ACE inhibitors are contraindicated in a patient with a history of hypersensitivity to any ACE inhibitor or component of the formulation, angioedema related to previous treatment with ACE inhibitor, idiopathic or hereditary angioedema, or current use of aliskiren in a patient with diabetes mellitus. Also, consider drugs with cross-reactivity with ACE inhibitors.[20][21]

ACE inhibitors are not recommended in pregnant patients and require discontinuation as soon as pregnancy is detected.

Relative Contraindications

Use with great caution in the following situations:

• Patients with abnormal renal function.
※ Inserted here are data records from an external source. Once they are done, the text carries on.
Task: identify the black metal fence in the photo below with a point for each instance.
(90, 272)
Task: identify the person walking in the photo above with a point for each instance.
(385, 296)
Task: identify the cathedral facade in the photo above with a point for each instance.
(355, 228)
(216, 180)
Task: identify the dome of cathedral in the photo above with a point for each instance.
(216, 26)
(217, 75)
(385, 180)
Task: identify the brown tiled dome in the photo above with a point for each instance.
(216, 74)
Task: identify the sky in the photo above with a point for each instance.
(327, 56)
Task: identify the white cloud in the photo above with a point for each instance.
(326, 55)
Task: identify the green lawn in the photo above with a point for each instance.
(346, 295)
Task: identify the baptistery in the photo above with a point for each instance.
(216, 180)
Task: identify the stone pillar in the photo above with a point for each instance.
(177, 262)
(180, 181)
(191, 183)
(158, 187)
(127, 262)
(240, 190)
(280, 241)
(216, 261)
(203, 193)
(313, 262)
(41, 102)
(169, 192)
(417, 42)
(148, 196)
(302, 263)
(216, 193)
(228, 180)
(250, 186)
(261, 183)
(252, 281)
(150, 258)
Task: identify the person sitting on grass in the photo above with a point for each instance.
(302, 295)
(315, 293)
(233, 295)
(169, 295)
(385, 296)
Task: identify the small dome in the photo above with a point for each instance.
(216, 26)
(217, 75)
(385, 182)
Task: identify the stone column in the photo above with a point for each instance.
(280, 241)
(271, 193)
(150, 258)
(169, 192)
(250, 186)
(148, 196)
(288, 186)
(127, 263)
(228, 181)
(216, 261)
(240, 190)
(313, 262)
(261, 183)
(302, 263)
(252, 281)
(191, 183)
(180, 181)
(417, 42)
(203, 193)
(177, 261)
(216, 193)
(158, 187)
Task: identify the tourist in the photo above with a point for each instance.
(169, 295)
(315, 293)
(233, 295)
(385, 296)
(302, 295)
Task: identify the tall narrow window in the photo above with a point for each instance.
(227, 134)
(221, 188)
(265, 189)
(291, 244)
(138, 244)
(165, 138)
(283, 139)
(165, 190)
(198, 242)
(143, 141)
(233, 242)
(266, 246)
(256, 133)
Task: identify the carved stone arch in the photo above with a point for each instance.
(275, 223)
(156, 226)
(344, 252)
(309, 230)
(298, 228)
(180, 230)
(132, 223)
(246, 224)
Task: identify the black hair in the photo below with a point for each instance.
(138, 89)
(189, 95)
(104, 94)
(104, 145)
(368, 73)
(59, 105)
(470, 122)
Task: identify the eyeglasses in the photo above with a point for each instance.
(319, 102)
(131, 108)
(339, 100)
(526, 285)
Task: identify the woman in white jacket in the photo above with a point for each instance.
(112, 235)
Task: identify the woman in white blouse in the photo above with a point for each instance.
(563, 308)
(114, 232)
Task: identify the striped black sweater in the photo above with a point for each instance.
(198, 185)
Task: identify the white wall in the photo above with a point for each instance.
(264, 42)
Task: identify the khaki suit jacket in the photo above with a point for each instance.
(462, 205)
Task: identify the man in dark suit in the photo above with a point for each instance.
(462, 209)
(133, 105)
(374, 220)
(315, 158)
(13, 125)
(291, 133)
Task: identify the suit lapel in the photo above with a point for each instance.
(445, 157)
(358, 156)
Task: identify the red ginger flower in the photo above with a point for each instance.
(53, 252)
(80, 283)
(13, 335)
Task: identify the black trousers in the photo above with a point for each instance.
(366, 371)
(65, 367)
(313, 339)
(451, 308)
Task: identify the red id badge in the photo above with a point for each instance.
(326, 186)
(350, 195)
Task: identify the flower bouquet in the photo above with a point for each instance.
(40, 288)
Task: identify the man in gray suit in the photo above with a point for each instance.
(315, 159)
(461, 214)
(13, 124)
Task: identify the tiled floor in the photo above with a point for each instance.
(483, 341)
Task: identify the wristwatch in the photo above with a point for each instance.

ACE inhibitors can cause elevation of potassium and worsen renal function in patients already on ACE inhibitors. If the patient has an abnormal but stable renal function, close monitoring is required while he or she is on an ACE inhibitor. If the renal function starts to decline, the clinician should discontinue the ACE inhibitor immediately.
• Patients with aortic valve stenosis should not be administered afterload reducers like ACE inhibitors because it can lead to severe hypotension.
• Similarly, patients who are dehydrated or have hypovolemia should not receive treatment with ACE inhibitors.